3. In the Assign Roles dialog (Figure 29-13), select one or more roles to assign or click to deselect the current roles assignment.

   Figure 29-13 Assign Roles Dialog

   
   Description of "Figure 29-13 Assign Roles Dialog"

   • If you are not sure which roles to select, click the Roles tab to determine the range of actions that current roles allow (see Viewing and Editing Permissions of a Portal Role).

   • If the existing roles do not meet your requirements, consider creating a new role (see Defining Custom Roles for a Portal).

4. Click OK.

   The Roles column next to the member's name shows the roles to which the member is assigned (Figure 29-14).

   Figure 29-14 Assigned Roles

   
   Description of "Figure 29-14 Assigned Roles"

Approving Requests for Membership of a Portal

Note:

To view and use worklist notifications, WebCenter Portal must be configured to a SOA server and you must be set up to use Oracle BPM Worklist. For more information about approving requests using Oracle BPM Worklist, see Approving Tasks in Administering Oracle SOA Suite and Oracle Business Process Management Suite

If you want to approve a membership request, you must select the option Portal Manager Approval Required in the Membership Options dialog (see Managing Self-Service Membership for a Portal). As a portal manager, notifications appear in your BPM Worklist to approve or reject requests for portal membership or a new role in the portal.

For more information, see Managing the SOA Connection for WebCenter Portal in Administering Oracle WebCenter Portal.

The person making the request receives notification of your decision. If you reject a request, you can enter the reason for the rejection.

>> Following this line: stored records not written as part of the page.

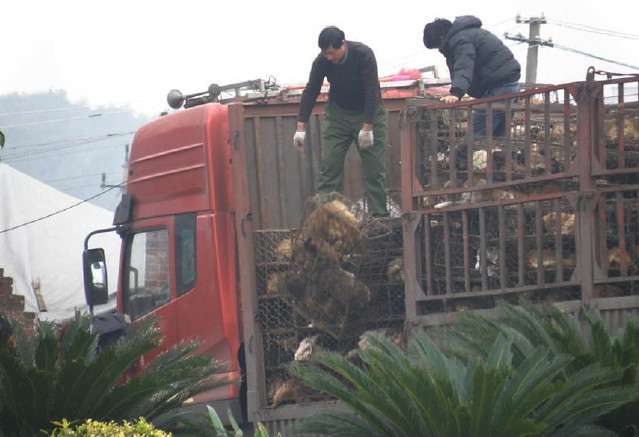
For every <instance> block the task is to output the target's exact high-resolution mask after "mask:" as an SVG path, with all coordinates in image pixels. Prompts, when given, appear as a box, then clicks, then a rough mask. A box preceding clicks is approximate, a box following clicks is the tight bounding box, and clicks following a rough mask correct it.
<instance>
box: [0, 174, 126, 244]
mask: <svg viewBox="0 0 639 437" xmlns="http://www.w3.org/2000/svg"><path fill="white" fill-rule="evenodd" d="M122 185H124V182H120V183H119V184H118V185H114V186H112V187H110V188H108V189H106V190H104V191H101V192H100V193H98V194H95V195H93V196H91V197H87V198H86V199H82V200H81V201H79V202H77V203H74V204H73V205H70V206H67V207H66V208H62V209H59V210H57V211H54V212H52V213H51V214H47V215H45V216H42V217H38V218H37V219H33V220H29V221H28V222H24V223H21V224H19V225H16V226H11V227H9V228H6V229H2V230H0V234H5V233H7V232H10V231H14V230H16V229H20V228H23V227H25V226H28V225H31V224H33V223H38V222H41V221H43V220H46V219H48V218H51V217H53V216H56V215H58V214H62V213H63V212H66V211H68V210H70V209H73V208H75V207H77V206H80V205H82V204H83V203H87V202H89V201H91V200H93V199H96V198H98V197H100V196H102V195H104V194H106V193H108V192H109V191H111V190H113V189H115V188H119V187H121V186H122Z"/></svg>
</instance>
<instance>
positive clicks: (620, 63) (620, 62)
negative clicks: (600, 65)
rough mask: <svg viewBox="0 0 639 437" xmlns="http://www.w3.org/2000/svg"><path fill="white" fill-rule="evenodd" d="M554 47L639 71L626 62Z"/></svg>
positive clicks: (561, 47) (557, 46) (581, 52)
mask: <svg viewBox="0 0 639 437" xmlns="http://www.w3.org/2000/svg"><path fill="white" fill-rule="evenodd" d="M553 46H554V47H556V48H558V49H560V50H565V51H567V52H572V53H577V54H579V55H583V56H588V57H590V58H594V59H598V60H600V61H604V62H608V63H610V64H616V65H621V66H622V67H628V68H632V69H634V70H639V67H638V66H636V65H632V64H626V63H625V62H619V61H615V60H614V59H608V58H604V57H602V56H598V55H595V54H592V53H588V52H584V51H581V50H577V49H573V48H570V47H566V46H562V45H559V44H554V45H553Z"/></svg>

Communicating with Managers and Members of a Portal

You can send messages to individual members, and also to the portal manager(s) or all the members of a portal. WebCenter Portal creates a default distribution list for every portal if the Mail server is Microsoft Exchange and active directory connection details (LDAP) are provided in the mail server connection settings. As members leave or join the portal, the default distribution list updates automatically.

For information about setting up a custom portal mail distribution list, see Configuring the Mail Distribution List for a Portal.

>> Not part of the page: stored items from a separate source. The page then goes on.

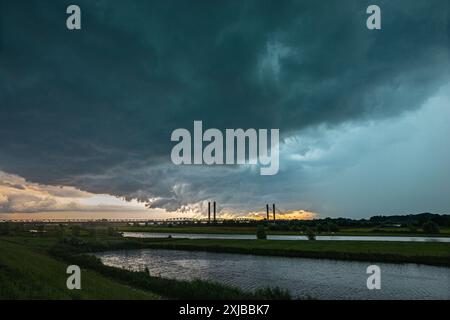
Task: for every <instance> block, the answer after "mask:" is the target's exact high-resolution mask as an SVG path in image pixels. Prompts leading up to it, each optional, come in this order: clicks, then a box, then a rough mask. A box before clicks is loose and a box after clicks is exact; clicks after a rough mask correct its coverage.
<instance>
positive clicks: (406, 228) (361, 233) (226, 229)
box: [118, 225, 450, 237]
mask: <svg viewBox="0 0 450 320" xmlns="http://www.w3.org/2000/svg"><path fill="white" fill-rule="evenodd" d="M118 231H126V232H155V233H158V232H160V233H199V234H206V233H209V234H233V233H234V234H256V227H253V226H221V225H217V226H206V225H205V226H173V227H168V226H126V227H119V228H118ZM267 234H273V235H302V233H301V232H300V231H274V230H267ZM320 235H335V236H417V237H424V236H426V237H450V228H441V230H440V233H438V234H425V233H423V232H421V230H420V229H419V230H418V232H415V233H412V232H410V231H409V229H408V228H395V229H394V228H341V230H340V231H339V232H335V233H330V232H323V233H321V234H320Z"/></svg>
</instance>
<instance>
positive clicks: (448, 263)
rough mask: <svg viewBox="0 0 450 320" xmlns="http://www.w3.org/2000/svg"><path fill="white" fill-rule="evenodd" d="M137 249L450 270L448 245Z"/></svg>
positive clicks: (251, 244) (193, 239) (304, 243)
mask: <svg viewBox="0 0 450 320" xmlns="http://www.w3.org/2000/svg"><path fill="white" fill-rule="evenodd" d="M134 241H135V244H136V247H140V248H155V249H175V250H191V251H209V252H222V253H241V254H254V255H265V256H284V257H299V258H316V259H335V260H354V261H369V262H391V263H418V264H427V265H435V266H446V267H450V244H449V243H435V242H432V243H431V242H383V241H292V240H234V239H231V240H230V239H161V238H156V239H148V238H147V239H134ZM114 247H115V245H112V248H110V249H115V248H114Z"/></svg>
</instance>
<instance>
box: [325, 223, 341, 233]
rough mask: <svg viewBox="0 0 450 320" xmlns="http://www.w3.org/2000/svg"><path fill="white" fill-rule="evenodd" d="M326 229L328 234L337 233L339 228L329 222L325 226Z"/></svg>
mask: <svg viewBox="0 0 450 320" xmlns="http://www.w3.org/2000/svg"><path fill="white" fill-rule="evenodd" d="M327 229H328V231H329V232H338V231H339V228H338V226H337V224H335V223H333V222H329V223H328V225H327Z"/></svg>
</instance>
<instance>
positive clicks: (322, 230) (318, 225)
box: [316, 223, 325, 233]
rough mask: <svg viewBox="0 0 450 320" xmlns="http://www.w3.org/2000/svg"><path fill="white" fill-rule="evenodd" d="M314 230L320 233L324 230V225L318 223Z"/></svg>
mask: <svg viewBox="0 0 450 320" xmlns="http://www.w3.org/2000/svg"><path fill="white" fill-rule="evenodd" d="M316 231H317V233H322V232H324V231H325V227H324V226H323V225H322V224H321V223H319V224H318V225H317V227H316Z"/></svg>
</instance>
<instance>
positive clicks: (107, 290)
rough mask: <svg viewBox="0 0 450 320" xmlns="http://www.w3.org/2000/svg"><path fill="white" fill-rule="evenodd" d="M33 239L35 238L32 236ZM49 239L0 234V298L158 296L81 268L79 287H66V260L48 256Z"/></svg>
mask: <svg viewBox="0 0 450 320" xmlns="http://www.w3.org/2000/svg"><path fill="white" fill-rule="evenodd" d="M33 240H35V239H33ZM51 242H53V241H52V240H51V239H37V240H36V241H35V242H34V245H33V246H31V247H29V246H26V245H24V244H19V243H14V242H12V241H10V240H9V241H8V240H6V239H2V238H0V299H158V298H159V296H158V295H155V294H153V293H151V292H149V291H144V290H139V289H135V288H132V287H130V286H127V285H124V284H120V283H118V282H116V281H114V280H111V279H108V278H107V277H104V276H102V275H99V274H97V273H96V272H93V271H90V270H83V269H82V278H81V286H82V289H81V290H68V289H67V287H66V280H67V277H68V275H67V274H66V268H67V266H68V264H67V263H63V262H61V261H58V260H56V259H55V258H52V257H50V256H48V255H47V254H46V253H45V252H44V251H41V250H39V247H42V248H45V247H47V246H48V245H49V244H50V243H51Z"/></svg>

Any user can send mail to the members or the portal managers of a portal from the portal browser or when viewing a portal, as described in Sending Mail to Portal Members or Managers in Using Portals in Oracle WebCenter Portal.

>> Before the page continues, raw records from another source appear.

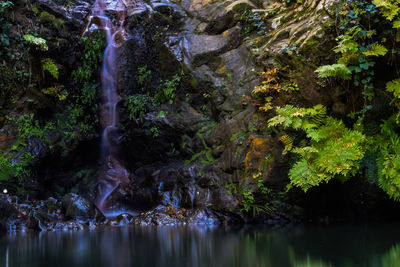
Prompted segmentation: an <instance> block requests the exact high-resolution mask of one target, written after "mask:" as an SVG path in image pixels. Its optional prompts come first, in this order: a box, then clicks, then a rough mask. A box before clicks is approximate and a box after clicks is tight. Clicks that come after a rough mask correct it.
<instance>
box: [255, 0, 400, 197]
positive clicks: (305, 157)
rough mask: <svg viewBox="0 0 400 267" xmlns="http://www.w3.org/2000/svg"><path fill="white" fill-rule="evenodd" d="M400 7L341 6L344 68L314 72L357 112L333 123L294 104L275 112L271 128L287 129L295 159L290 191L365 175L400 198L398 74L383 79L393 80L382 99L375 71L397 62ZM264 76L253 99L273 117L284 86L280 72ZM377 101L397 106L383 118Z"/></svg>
mask: <svg viewBox="0 0 400 267" xmlns="http://www.w3.org/2000/svg"><path fill="white" fill-rule="evenodd" d="M399 8H400V7H399V4H398V2H396V1H378V0H374V1H372V2H369V1H341V2H340V4H339V6H338V7H337V10H338V12H337V21H338V23H337V25H336V26H335V27H336V31H337V33H338V36H337V38H336V41H337V44H336V47H334V49H333V51H334V53H336V55H337V56H336V58H337V61H336V62H334V63H333V64H331V65H323V66H320V67H318V68H317V69H316V70H315V72H316V73H317V74H318V77H319V78H320V79H321V81H323V80H324V79H326V82H325V86H329V85H331V84H338V85H340V86H341V88H343V89H342V90H343V94H345V95H347V96H348V99H353V100H351V101H353V102H350V103H349V104H352V106H353V111H352V112H351V113H349V114H347V115H348V116H347V118H343V117H342V118H334V117H332V116H328V115H327V109H326V107H325V106H322V105H317V106H314V107H310V108H304V107H295V106H293V105H290V104H287V105H286V106H283V107H276V108H275V111H276V113H277V115H276V116H275V117H273V118H271V119H269V122H268V126H269V127H278V129H280V130H279V131H280V132H281V133H282V136H281V141H282V143H283V144H284V145H285V149H284V154H285V153H287V152H290V155H291V158H292V160H291V162H292V164H291V168H290V170H289V178H290V180H291V184H290V185H294V186H297V187H300V188H302V189H303V190H304V191H307V190H308V189H310V188H311V187H313V186H318V185H319V184H320V183H321V182H328V181H329V180H330V179H332V178H337V179H340V180H342V181H343V180H346V179H349V178H350V177H353V176H355V175H365V176H367V179H368V180H369V181H371V182H373V183H375V182H376V183H377V184H378V185H379V186H380V187H381V188H382V189H383V190H384V191H385V192H386V193H388V194H389V196H391V197H393V198H394V199H396V200H397V199H399V197H400V194H399V175H398V174H399V167H400V165H399V159H398V156H397V154H398V153H399V152H400V150H399V149H400V148H399V146H398V144H399V136H398V134H397V133H396V131H397V128H398V125H397V124H398V119H397V118H398V116H399V115H398V114H399V113H398V112H399V111H398V109H397V103H398V100H397V99H398V91H399V90H400V87H399V83H398V79H396V78H397V77H398V72H397V69H395V70H394V71H393V72H392V73H390V74H389V75H387V76H386V77H384V78H385V79H388V80H386V82H387V85H386V92H383V90H382V88H381V85H380V83H381V82H382V77H376V75H375V73H376V70H375V68H374V67H376V65H377V64H381V66H382V64H391V63H390V62H395V61H396V57H397V55H398V53H399V51H398V49H397V44H398V34H399V32H398V28H399V25H400V22H399V15H398V13H399ZM263 75H264V76H263V78H264V79H265V80H264V82H263V84H262V85H260V86H258V87H256V88H255V90H254V91H253V95H254V96H255V97H259V96H260V95H261V97H264V99H265V100H264V101H265V102H264V104H263V105H262V106H261V107H260V111H263V112H267V111H269V110H271V109H273V106H272V104H271V101H272V99H273V97H272V94H271V92H272V91H278V92H279V91H280V90H281V87H282V86H281V85H280V84H279V82H278V81H277V71H276V69H274V70H273V69H271V70H268V71H267V72H265V73H264V74H263ZM377 78H378V79H379V84H378V82H377V81H378V80H377ZM392 79H394V80H392ZM300 90H301V88H300ZM358 92H360V93H361V96H362V99H363V103H362V105H361V106H360V105H358V103H355V102H354V101H355V100H354V95H355V94H358ZM387 92H388V93H393V96H392V97H390V96H389V94H388V93H387ZM377 95H380V96H382V95H384V96H385V98H386V99H388V100H383V101H387V102H386V103H390V104H391V106H392V107H393V108H389V109H387V110H386V111H385V112H383V113H382V114H381V116H377V114H376V113H375V112H376V110H377V108H378V107H377V106H379V105H382V104H380V103H379V101H382V98H380V99H379V100H378V99H377ZM357 107H360V108H359V109H357ZM379 124H380V126H379ZM371 126H372V127H371ZM379 128H380V129H381V130H379ZM374 129H375V130H374ZM371 158H373V159H372V160H371ZM360 164H361V165H360ZM360 166H362V168H360Z"/></svg>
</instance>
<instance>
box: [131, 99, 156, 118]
mask: <svg viewBox="0 0 400 267" xmlns="http://www.w3.org/2000/svg"><path fill="white" fill-rule="evenodd" d="M150 101H151V99H150V97H149V96H147V95H134V96H129V97H128V99H127V101H126V102H125V106H126V108H127V109H128V112H129V118H130V119H131V120H133V119H138V118H141V117H143V116H144V115H145V114H146V112H147V105H148V104H149V103H150Z"/></svg>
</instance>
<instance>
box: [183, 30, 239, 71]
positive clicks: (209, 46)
mask: <svg viewBox="0 0 400 267" xmlns="http://www.w3.org/2000/svg"><path fill="white" fill-rule="evenodd" d="M186 40H187V44H186V47H185V48H186V49H187V52H188V56H189V58H190V59H191V62H192V65H193V66H200V65H202V64H204V63H205V62H207V61H208V60H210V58H212V57H215V56H217V55H219V54H222V53H224V52H226V51H228V50H230V49H233V48H236V47H237V46H238V45H239V44H240V27H234V28H232V29H229V30H227V31H225V32H223V33H222V34H220V35H195V34H192V35H188V36H186Z"/></svg>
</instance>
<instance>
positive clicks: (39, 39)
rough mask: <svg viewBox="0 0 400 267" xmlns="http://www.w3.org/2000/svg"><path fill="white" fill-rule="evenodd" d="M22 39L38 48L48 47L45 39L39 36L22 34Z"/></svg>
mask: <svg viewBox="0 0 400 267" xmlns="http://www.w3.org/2000/svg"><path fill="white" fill-rule="evenodd" d="M23 38H24V40H25V41H27V42H28V43H29V44H31V45H35V46H38V47H39V49H40V50H42V51H47V50H49V47H48V46H47V43H46V40H45V39H43V38H40V37H36V36H33V35H32V34H25V35H24V36H23Z"/></svg>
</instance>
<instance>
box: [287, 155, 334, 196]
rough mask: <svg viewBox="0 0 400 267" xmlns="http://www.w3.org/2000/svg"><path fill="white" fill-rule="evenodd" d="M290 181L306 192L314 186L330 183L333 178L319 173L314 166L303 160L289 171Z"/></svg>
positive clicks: (292, 167) (298, 163) (300, 160)
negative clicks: (330, 180)
mask: <svg viewBox="0 0 400 267" xmlns="http://www.w3.org/2000/svg"><path fill="white" fill-rule="evenodd" d="M289 177H290V181H291V183H292V184H293V185H294V186H297V187H300V188H301V189H303V190H304V191H305V192H306V191H307V190H308V189H310V188H311V187H313V186H317V185H319V184H320V183H321V182H322V181H326V182H327V181H329V180H330V178H331V177H327V176H325V174H323V173H319V172H318V171H317V170H316V169H315V168H314V165H312V164H309V162H307V160H305V159H301V160H300V161H298V162H296V163H295V164H294V165H293V167H292V168H291V169H290V170H289Z"/></svg>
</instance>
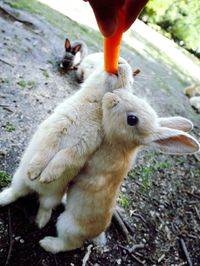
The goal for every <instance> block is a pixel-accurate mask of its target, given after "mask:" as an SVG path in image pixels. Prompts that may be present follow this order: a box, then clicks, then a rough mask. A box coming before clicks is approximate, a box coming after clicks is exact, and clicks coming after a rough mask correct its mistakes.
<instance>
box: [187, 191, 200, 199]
mask: <svg viewBox="0 0 200 266" xmlns="http://www.w3.org/2000/svg"><path fill="white" fill-rule="evenodd" d="M183 192H185V193H187V194H188V195H190V196H192V197H194V198H197V199H200V195H197V194H194V193H193V192H190V191H188V190H185V189H184V190H183Z"/></svg>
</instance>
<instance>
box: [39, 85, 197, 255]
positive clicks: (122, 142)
mask: <svg viewBox="0 0 200 266" xmlns="http://www.w3.org/2000/svg"><path fill="white" fill-rule="evenodd" d="M103 128H104V132H105V137H104V140H103V142H102V144H101V146H100V148H99V149H98V150H97V151H96V152H95V153H94V155H92V157H91V158H90V159H89V160H88V161H87V162H86V164H85V166H84V168H83V169H82V170H81V171H80V173H79V174H78V176H77V177H76V178H75V179H74V180H73V182H72V184H71V185H70V187H69V189H68V194H67V203H66V208H65V211H64V212H63V213H62V214H61V215H60V217H59V218H58V222H57V232H58V237H45V238H44V239H42V240H41V241H40V245H41V246H42V247H43V248H44V249H45V250H46V251H49V252H52V253H57V252H61V251H66V250H72V249H76V248H79V247H81V246H82V244H83V242H84V241H85V240H88V239H92V238H96V239H95V241H96V242H97V243H100V244H104V243H105V240H106V239H105V234H104V231H105V229H106V228H107V227H108V225H109V224H110V220H111V217H112V213H113V210H114V207H115V201H116V195H117V191H118V189H119V186H120V183H121V181H122V179H123V178H124V177H125V176H126V175H127V171H128V170H129V167H130V163H131V162H132V158H133V156H136V155H137V151H138V150H139V149H140V148H141V147H142V146H150V147H153V148H156V149H157V150H159V151H161V152H164V153H172V154H182V153H194V152H197V151H198V150H199V144H198V142H197V141H196V140H195V139H194V138H193V137H191V136H190V135H189V134H187V133H185V132H184V131H189V130H190V129H192V123H191V122H190V121H188V120H187V119H184V118H181V117H172V118H158V117H157V114H156V113H155V111H154V110H153V109H152V108H151V107H150V106H149V105H148V104H147V102H145V101H144V100H141V99H139V98H138V97H136V96H133V95H132V94H130V93H128V92H127V91H125V90H124V89H120V90H116V91H114V92H113V93H106V94H105V96H104V97H103ZM176 128H177V129H179V130H177V129H176ZM180 129H182V130H184V131H181V130H180Z"/></svg>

Portal managers can also send mail to all members or individual members of a portal from the Members page:

1. In the portal administration (see Accessing Portal Administration), click Security in the left navigation pane, then click the Members subtab (Figure 29-15).

   Tip:

   You can also navigate to this page using the direct URL provided in Pretty URLs for Pages in a Specified Portal.

   Figure 29-15 Portal Administration: Members Page

   
   Description of "Figure 29-15 Portal Administration: Members Page"
2. Under Members:

   • To send a message to all members of the portal, right-click in the Members table, and select Mail Members.

   • To send a message to an individual member, click the member's icon, and then click Mail Members from the toolbar.

   For information about the mail service, see Adding Mail to a Portal.

Revoking Membership to a Portal

Portal managers can revoke user membership for a portal at any time.

To revoke membership:

1. In the portal administration (see Accessing Portal Administration), click Security in the left navigation pane, then click the Members tab (Figure 29-16).

   Tip:

   You can also navigate to this page using the direct URL provided in Pretty URLs for Pages in a Specified Portal.

   Figure 29-16 Portal Administration: Members Page

   
   Description of "Figure 29-16 Portal Administration: Members Page"
2. In the Members area, select one or more users or groups (Ctrl+click to select multiple members), then click Remove.
3. In the Remove Members dialog, click Remove to confirm.